I gave up my attempt to puzzle out the appropriate pronouns and nodded, saying, “I’m angry at myself, a little, for creating this situation in the first place, and I’m worried about where we are and what happened to all those other cuckoos, but I’m not mad at you, or at anyone in this room. It’s not your fault I ran into something too big for me to handle without hurting anyone. I’m so sorry.” I finally looked up, glancing at Mark and James before allowing myself to meet Artie’s eyes. “I didn’t mean for any of this to happen, and I’m genuinely sorry it has.”
“Yeah, well, that and five dollars won’t quite buy you a cup of coffee at Starbucks,” said Annie, straightening up behind me and dropping her hand onto my chest for the mouse to step onto. She looked at me defiantly as she pulled her hand away again, and it took me an embarrassingly long time, given that I could literally read her mind, to realize she’d been daring me to try and influence her thoughts.
I was so unaccusto
med to being on Annie’s list of enemies that I couldn’t fully recognize her hostility, and that was going to be a problem.

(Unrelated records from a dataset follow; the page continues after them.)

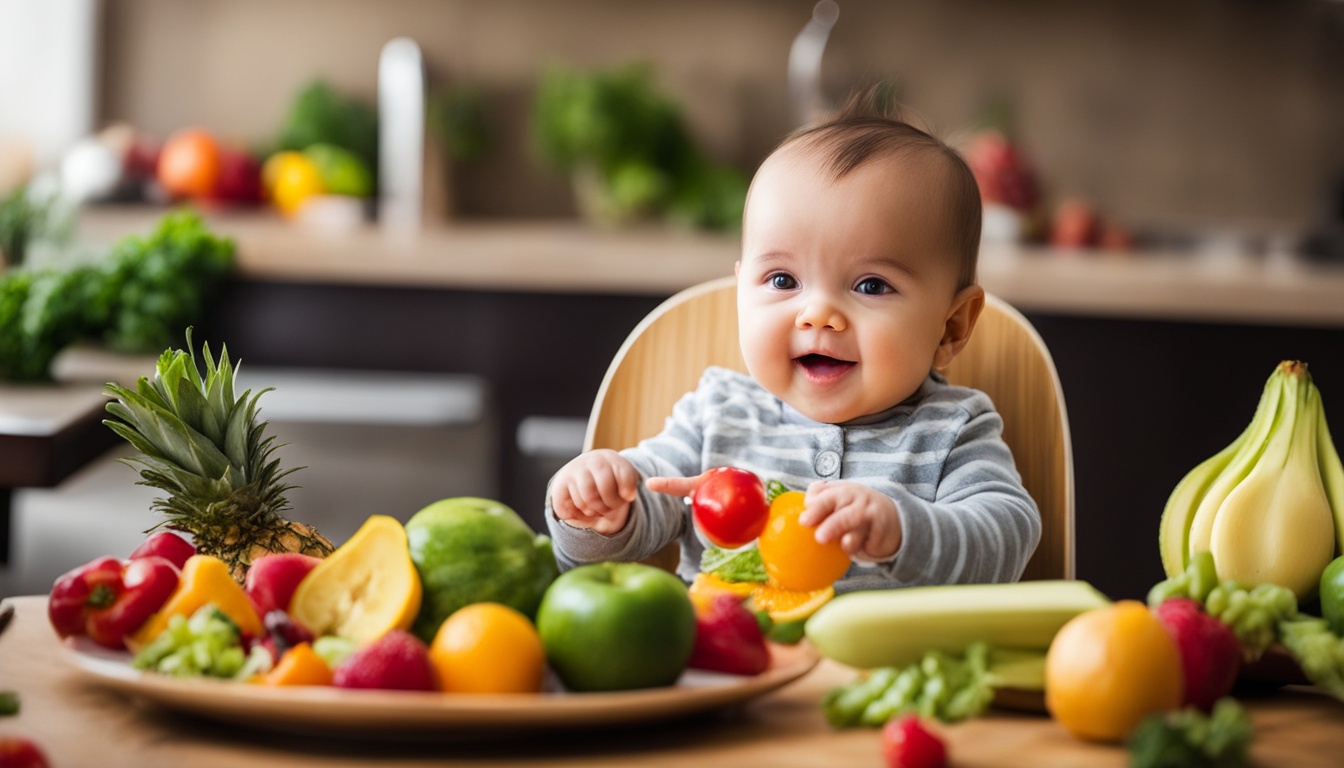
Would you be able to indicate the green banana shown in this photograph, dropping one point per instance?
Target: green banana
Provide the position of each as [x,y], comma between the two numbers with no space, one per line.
[1202,522]
[1269,507]
[1173,530]
[1332,476]
[1276,523]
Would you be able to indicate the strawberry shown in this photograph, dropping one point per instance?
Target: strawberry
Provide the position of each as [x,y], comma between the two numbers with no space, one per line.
[397,661]
[1210,653]
[729,638]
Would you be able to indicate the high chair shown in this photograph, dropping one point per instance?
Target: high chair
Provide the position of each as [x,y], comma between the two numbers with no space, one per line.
[663,358]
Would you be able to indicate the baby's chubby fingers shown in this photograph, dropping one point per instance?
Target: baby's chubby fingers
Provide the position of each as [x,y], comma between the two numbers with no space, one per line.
[674,486]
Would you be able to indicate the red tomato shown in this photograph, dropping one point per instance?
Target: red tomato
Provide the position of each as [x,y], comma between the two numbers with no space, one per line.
[188,164]
[729,507]
[907,744]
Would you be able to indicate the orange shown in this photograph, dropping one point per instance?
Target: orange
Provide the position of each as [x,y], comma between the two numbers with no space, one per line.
[300,666]
[488,647]
[1110,667]
[792,556]
[188,164]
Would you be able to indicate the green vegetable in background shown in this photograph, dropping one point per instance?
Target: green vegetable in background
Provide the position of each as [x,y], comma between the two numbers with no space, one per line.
[137,297]
[321,114]
[741,564]
[1190,739]
[629,152]
[159,285]
[1332,595]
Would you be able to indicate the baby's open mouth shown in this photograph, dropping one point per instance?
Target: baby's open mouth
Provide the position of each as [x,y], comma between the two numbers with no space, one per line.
[823,365]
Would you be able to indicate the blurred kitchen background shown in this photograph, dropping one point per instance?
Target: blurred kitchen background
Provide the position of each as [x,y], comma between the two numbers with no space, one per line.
[1200,127]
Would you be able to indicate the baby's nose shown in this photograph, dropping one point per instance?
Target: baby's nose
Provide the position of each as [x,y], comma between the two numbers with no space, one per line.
[820,314]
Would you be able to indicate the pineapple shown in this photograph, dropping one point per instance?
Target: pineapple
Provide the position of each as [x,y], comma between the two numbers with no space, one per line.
[207,451]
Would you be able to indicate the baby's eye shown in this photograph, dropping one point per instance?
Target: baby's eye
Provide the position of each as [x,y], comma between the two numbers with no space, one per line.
[872,287]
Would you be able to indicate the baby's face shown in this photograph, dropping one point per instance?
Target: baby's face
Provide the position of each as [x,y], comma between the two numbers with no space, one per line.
[846,285]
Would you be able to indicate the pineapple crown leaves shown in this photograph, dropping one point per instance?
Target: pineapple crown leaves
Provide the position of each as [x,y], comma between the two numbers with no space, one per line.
[196,440]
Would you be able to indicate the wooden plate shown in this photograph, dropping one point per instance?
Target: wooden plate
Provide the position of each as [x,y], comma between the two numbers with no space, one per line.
[366,713]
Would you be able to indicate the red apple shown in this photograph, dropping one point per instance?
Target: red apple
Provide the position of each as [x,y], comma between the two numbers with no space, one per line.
[1210,654]
[239,176]
[19,752]
[167,545]
[272,580]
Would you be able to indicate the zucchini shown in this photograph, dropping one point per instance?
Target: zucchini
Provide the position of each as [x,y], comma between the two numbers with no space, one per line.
[895,627]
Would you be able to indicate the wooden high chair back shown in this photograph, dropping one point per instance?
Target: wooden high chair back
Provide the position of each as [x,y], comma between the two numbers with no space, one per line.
[664,355]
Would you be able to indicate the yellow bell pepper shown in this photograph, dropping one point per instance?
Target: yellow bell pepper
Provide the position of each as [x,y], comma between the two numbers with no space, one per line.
[204,580]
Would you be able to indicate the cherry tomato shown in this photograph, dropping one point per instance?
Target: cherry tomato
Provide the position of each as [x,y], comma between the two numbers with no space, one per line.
[907,744]
[729,507]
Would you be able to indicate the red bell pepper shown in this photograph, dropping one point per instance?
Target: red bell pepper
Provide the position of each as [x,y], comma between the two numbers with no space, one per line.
[109,599]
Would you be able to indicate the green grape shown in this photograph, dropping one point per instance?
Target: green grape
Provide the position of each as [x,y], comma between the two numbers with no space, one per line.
[1317,650]
[1251,613]
[938,685]
[1196,581]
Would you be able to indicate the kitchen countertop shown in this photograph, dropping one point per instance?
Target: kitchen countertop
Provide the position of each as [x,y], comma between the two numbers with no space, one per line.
[566,256]
[1293,726]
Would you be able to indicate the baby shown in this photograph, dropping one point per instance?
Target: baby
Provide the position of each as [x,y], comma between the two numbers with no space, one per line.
[855,287]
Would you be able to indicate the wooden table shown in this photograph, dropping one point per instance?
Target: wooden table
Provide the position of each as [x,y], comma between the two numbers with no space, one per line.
[78,722]
[47,432]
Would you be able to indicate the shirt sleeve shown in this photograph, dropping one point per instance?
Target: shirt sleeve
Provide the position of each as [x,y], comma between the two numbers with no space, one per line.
[981,527]
[656,519]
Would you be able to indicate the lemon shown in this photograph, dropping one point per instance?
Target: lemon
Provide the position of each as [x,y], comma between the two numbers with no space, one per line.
[290,178]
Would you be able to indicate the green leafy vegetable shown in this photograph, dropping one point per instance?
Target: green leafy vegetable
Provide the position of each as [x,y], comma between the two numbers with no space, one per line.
[742,564]
[629,152]
[206,644]
[137,297]
[1190,739]
[321,114]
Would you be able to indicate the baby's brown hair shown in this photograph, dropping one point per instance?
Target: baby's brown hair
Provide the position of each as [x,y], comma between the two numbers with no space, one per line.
[862,131]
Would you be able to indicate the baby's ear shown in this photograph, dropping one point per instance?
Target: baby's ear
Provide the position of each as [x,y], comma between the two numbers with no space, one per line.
[961,320]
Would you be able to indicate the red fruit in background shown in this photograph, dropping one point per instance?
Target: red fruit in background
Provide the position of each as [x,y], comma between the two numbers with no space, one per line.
[729,638]
[397,661]
[1001,172]
[1210,653]
[239,176]
[272,580]
[1075,225]
[19,752]
[188,164]
[907,744]
[167,545]
[729,506]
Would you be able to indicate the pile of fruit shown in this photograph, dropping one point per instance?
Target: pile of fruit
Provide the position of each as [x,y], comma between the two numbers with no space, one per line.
[463,597]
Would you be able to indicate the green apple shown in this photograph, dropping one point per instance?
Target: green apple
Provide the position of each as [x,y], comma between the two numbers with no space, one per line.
[617,626]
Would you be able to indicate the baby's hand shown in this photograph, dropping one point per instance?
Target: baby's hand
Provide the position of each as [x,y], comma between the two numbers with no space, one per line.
[864,521]
[594,491]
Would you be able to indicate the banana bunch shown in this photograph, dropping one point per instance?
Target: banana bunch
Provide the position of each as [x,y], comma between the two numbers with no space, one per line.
[1270,506]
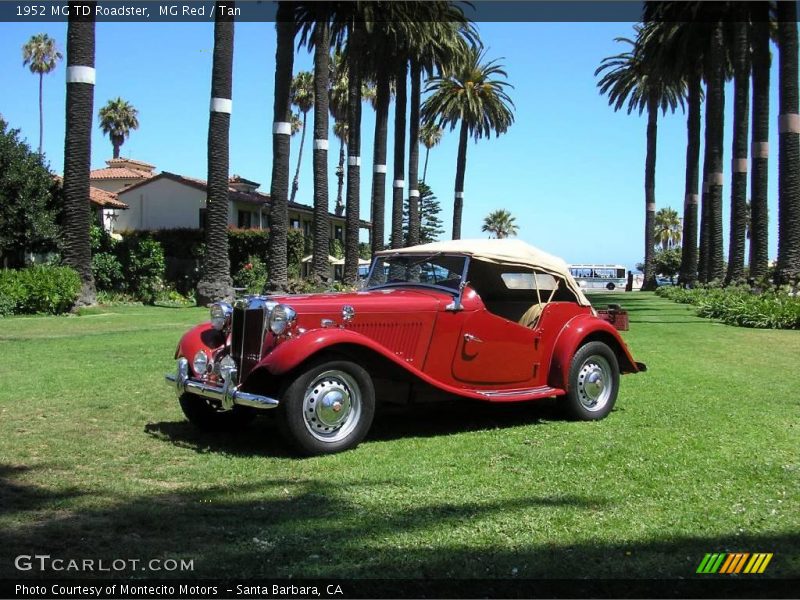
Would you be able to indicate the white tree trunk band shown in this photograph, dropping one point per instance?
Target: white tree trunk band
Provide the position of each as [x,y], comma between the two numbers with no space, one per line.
[78,74]
[789,123]
[759,149]
[222,105]
[282,128]
[739,165]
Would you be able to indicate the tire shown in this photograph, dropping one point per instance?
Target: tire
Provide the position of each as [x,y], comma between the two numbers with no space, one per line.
[206,416]
[328,408]
[594,363]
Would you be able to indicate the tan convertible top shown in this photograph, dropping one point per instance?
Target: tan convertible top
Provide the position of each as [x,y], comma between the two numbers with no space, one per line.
[502,252]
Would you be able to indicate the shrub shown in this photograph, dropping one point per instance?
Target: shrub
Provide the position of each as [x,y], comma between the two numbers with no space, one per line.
[39,289]
[252,276]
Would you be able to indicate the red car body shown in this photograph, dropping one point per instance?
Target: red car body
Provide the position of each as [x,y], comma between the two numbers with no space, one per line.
[424,336]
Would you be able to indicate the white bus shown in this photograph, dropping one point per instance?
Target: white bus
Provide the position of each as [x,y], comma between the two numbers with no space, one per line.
[608,277]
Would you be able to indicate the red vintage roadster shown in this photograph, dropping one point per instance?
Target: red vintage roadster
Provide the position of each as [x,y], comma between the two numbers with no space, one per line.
[491,320]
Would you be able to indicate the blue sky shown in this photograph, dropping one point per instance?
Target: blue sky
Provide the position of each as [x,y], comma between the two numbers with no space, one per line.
[570,169]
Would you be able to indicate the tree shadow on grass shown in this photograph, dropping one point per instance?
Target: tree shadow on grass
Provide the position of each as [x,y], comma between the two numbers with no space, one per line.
[263,438]
[311,527]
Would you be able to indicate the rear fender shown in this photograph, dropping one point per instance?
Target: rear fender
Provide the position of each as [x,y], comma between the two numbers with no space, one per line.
[579,331]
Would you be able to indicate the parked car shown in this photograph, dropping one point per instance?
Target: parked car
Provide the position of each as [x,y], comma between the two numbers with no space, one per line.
[488,320]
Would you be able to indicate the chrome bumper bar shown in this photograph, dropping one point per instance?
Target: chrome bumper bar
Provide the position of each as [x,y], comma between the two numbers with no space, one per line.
[227,395]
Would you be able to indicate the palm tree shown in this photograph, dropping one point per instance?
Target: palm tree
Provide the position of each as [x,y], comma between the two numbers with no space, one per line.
[475,96]
[668,228]
[41,56]
[635,77]
[215,283]
[430,135]
[788,148]
[117,118]
[302,94]
[759,221]
[741,116]
[77,151]
[314,21]
[277,263]
[500,224]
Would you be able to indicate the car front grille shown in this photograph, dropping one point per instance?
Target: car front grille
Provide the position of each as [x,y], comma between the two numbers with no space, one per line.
[248,327]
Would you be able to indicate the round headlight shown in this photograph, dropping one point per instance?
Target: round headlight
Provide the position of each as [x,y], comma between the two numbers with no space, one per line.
[200,362]
[221,315]
[280,319]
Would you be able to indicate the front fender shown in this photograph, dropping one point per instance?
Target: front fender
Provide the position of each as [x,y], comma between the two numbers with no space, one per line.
[201,337]
[576,332]
[292,352]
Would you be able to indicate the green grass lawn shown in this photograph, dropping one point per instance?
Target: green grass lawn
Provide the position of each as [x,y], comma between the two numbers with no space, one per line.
[700,455]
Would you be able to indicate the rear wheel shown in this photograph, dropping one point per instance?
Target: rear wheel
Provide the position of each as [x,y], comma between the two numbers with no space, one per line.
[207,416]
[593,382]
[328,408]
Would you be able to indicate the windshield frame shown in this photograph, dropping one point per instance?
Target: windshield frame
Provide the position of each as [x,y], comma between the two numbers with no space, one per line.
[455,292]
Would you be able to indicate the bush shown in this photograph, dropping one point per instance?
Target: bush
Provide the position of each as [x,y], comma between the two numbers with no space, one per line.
[740,305]
[252,276]
[40,289]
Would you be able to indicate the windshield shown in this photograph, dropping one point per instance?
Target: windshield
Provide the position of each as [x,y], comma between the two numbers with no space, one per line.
[432,269]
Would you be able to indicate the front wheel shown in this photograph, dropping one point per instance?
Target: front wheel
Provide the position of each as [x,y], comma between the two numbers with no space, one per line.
[207,416]
[593,382]
[328,408]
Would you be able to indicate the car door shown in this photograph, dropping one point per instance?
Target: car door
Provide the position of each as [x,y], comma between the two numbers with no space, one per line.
[492,350]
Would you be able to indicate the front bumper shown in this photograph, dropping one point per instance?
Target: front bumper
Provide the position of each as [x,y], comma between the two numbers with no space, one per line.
[227,394]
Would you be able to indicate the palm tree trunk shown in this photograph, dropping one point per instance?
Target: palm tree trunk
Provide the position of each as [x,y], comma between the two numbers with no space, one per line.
[77,151]
[216,281]
[281,132]
[413,156]
[689,236]
[41,114]
[353,156]
[399,155]
[379,161]
[788,148]
[461,167]
[296,181]
[716,108]
[322,232]
[759,219]
[741,116]
[650,194]
[340,177]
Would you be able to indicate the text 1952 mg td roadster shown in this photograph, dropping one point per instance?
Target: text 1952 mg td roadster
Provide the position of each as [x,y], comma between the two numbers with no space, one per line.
[491,320]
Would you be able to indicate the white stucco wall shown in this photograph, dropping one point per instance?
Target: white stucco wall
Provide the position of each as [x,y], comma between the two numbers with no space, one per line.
[161,204]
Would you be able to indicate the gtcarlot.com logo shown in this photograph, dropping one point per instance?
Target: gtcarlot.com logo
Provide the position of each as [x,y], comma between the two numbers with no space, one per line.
[45,562]
[733,563]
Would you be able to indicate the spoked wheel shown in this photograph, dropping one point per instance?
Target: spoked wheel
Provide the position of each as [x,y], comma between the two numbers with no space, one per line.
[207,416]
[593,382]
[329,408]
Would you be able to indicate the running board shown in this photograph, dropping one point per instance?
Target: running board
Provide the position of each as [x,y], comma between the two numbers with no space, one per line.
[544,391]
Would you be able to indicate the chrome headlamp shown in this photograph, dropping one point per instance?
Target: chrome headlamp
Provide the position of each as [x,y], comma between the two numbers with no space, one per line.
[221,316]
[281,318]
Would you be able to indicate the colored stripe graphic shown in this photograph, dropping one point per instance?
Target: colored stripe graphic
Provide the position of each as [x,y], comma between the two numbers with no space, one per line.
[732,563]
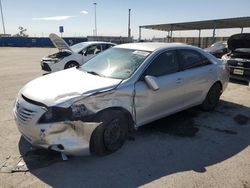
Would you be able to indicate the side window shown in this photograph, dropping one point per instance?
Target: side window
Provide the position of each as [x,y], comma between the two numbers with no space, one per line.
[163,64]
[106,46]
[94,49]
[190,59]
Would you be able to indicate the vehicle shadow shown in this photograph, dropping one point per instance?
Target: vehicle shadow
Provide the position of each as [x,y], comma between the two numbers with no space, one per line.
[189,140]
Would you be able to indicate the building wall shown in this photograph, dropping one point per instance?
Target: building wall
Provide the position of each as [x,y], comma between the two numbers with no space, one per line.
[204,41]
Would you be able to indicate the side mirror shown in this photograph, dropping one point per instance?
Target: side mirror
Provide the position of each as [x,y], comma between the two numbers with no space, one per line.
[151,82]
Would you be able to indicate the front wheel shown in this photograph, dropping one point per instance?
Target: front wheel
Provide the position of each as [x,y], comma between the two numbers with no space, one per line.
[212,97]
[109,136]
[71,64]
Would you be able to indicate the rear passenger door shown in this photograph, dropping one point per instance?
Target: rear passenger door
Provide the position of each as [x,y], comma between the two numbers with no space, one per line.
[151,105]
[198,75]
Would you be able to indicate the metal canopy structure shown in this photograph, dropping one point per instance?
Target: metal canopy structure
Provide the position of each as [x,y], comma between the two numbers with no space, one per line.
[228,23]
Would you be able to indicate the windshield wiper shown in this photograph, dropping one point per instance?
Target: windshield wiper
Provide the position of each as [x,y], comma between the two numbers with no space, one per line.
[94,73]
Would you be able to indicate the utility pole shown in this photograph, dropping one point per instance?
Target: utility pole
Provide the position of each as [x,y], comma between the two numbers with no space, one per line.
[2,16]
[129,30]
[95,20]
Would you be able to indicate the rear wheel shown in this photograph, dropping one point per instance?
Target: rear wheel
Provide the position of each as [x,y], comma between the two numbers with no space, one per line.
[212,97]
[111,134]
[71,64]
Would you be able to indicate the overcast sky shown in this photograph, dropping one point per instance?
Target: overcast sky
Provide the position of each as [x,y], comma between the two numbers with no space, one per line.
[41,17]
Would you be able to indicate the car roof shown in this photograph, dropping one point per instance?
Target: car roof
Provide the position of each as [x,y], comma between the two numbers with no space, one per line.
[97,42]
[150,46]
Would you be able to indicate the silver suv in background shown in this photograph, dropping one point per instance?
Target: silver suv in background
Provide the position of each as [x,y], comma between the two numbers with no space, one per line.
[71,56]
[92,108]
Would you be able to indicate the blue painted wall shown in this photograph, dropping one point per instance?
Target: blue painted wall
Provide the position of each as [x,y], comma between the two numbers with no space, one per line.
[35,41]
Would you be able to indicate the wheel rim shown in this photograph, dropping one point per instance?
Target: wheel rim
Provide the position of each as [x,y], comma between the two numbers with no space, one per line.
[71,65]
[112,135]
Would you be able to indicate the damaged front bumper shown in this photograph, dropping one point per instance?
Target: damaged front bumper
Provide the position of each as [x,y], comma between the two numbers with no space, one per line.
[69,137]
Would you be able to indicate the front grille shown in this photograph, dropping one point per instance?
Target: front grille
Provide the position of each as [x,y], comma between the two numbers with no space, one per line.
[45,66]
[33,102]
[23,114]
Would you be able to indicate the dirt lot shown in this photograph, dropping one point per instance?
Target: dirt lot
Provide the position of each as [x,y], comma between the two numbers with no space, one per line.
[189,149]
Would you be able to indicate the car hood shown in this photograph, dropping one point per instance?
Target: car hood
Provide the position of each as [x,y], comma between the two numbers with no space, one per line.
[239,41]
[59,42]
[61,86]
[213,49]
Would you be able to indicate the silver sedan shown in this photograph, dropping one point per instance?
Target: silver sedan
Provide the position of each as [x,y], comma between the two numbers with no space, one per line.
[91,109]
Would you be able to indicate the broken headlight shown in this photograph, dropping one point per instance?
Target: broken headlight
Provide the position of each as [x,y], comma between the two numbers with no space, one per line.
[79,111]
[55,114]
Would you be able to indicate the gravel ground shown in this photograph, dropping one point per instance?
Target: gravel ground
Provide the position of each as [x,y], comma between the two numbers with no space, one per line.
[189,149]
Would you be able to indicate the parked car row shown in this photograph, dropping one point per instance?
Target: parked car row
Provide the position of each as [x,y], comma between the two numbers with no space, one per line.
[91,107]
[71,56]
[218,49]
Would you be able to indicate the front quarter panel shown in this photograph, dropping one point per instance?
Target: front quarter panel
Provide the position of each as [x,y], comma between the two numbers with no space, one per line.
[121,97]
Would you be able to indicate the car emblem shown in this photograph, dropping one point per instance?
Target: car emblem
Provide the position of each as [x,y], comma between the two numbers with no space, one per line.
[18,108]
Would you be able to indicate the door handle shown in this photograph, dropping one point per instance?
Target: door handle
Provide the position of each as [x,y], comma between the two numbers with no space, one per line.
[178,80]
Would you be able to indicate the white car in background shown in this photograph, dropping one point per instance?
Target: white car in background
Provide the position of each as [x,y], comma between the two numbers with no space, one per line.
[71,56]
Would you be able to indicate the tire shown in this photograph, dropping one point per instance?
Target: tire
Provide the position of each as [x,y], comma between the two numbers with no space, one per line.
[109,136]
[212,98]
[71,64]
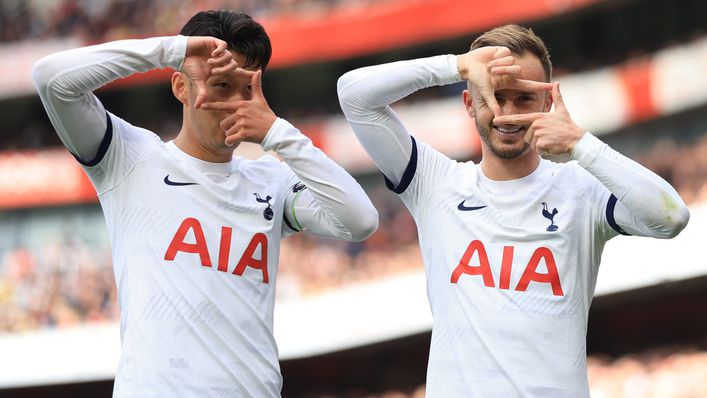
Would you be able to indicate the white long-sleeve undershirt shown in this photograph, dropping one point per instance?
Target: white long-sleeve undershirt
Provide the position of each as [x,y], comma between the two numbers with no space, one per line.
[648,205]
[335,205]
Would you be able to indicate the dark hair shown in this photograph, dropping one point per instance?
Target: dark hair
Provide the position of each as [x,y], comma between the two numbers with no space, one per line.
[238,29]
[519,40]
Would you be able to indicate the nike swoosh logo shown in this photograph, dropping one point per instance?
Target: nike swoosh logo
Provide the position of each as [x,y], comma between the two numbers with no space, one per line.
[177,184]
[471,208]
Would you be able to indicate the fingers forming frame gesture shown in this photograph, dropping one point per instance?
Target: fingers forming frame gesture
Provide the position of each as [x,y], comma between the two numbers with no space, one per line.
[248,120]
[552,133]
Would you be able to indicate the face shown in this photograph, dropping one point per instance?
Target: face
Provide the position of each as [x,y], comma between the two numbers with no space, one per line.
[507,141]
[201,127]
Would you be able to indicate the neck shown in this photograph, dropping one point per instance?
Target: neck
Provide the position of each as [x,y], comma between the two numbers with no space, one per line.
[499,169]
[192,147]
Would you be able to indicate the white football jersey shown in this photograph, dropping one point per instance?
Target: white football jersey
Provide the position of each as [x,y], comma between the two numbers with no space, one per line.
[195,254]
[511,265]
[511,268]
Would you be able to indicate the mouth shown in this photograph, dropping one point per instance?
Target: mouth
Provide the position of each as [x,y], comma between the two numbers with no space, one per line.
[509,130]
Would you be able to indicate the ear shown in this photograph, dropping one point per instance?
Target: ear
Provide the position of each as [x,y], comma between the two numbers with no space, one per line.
[468,103]
[548,102]
[179,87]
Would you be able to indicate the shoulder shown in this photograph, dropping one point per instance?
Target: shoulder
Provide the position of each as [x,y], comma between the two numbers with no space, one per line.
[266,164]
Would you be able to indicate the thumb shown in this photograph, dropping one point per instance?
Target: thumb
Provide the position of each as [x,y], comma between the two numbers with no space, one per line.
[201,96]
[257,85]
[557,98]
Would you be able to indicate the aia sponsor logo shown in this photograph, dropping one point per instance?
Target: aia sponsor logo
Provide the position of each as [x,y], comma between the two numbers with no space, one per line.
[248,258]
[481,266]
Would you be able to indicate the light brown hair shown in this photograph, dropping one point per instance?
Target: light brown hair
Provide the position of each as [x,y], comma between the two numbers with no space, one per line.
[520,40]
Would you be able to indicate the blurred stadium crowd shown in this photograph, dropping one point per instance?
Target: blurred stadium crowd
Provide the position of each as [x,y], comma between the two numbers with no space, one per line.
[102,20]
[69,280]
[666,372]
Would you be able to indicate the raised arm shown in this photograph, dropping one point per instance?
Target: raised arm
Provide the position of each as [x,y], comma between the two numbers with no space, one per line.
[66,81]
[647,204]
[334,205]
[366,94]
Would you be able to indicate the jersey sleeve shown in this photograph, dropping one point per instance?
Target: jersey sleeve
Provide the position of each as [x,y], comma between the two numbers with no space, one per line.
[633,200]
[323,198]
[66,80]
[366,94]
[425,170]
[122,147]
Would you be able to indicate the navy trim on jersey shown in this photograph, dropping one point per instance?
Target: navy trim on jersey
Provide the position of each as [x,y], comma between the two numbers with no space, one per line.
[610,215]
[287,222]
[103,148]
[408,174]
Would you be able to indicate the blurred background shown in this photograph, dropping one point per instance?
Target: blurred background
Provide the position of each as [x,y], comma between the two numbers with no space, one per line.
[352,319]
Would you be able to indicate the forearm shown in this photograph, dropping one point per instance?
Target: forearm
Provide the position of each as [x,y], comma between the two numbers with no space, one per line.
[65,82]
[654,205]
[341,208]
[365,95]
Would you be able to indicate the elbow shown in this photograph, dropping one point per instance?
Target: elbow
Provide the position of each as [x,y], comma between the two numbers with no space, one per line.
[42,74]
[677,221]
[364,225]
[347,96]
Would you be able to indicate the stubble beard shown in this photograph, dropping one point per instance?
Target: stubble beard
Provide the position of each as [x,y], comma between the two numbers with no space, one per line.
[503,153]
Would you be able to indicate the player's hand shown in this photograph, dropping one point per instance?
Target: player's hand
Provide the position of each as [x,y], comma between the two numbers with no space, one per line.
[206,56]
[551,133]
[493,68]
[249,120]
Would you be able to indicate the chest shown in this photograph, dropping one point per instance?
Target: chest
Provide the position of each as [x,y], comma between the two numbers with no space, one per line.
[515,243]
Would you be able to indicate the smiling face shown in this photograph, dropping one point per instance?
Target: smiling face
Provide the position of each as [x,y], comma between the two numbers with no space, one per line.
[201,131]
[507,141]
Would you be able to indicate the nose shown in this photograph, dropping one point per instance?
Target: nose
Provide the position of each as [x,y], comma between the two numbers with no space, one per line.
[508,108]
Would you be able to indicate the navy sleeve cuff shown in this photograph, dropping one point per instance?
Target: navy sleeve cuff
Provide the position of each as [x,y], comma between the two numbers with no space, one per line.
[103,148]
[610,206]
[408,174]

“We have five mice with us,” I said. “Which clergies do they represent?”
“Two are mine, two are Artie’s, and one’s Mom’s,” said Annie. “Mom’s fine, by the way.” She paused. “I’m not sure why I felt like I needed to tell you that.”
“Your mother is technically my sister, since we have the same adoptive mom,” I said. “We were just never comfortable calling me your aunt. I’m the same age as Verity. It would have been too weird.”
Mark made a snorting noise. I looked curiously over at him.
“That’s what’s weird?” he asked. “You’re like a kitten raised by gorillas. You don’t know how to be a monkey. You don’t know how to be a cat. Your biological mother set up a situation that was supposed to end with you functionally brain-dead and being bred to a stranger who doesn’t want to be here, and you’re worried that calling someone your own age ‘niece’ would have somehow been past the horizon of weird. I don’t understand you at all.”
I smiled at him. I may not know what that expression is supposed to look like, but I know what it feels like. I’ve had plenty of time to practice. “That’s good, since you’re a cuckoo,” I said. “I don’t feel that compelled to convince you to comprehend me. I’m happier knowing you don’t.”
Mark nodded and turned away, leaving me to face my cousins. I wasn’t good at thinking of James that way yet, but since Annie had adopted him and considered him her brother, he fit the bill, and it was easier to have one label I could apply to the three of them. “Humans” didn’t work, since Artie wasn’t fully—and apparently neither was Annie. The answer to the vaunted Healy family luck had been out there this whole time, and only the fact that it was being kept by the cuckoos had kept us from discovering it.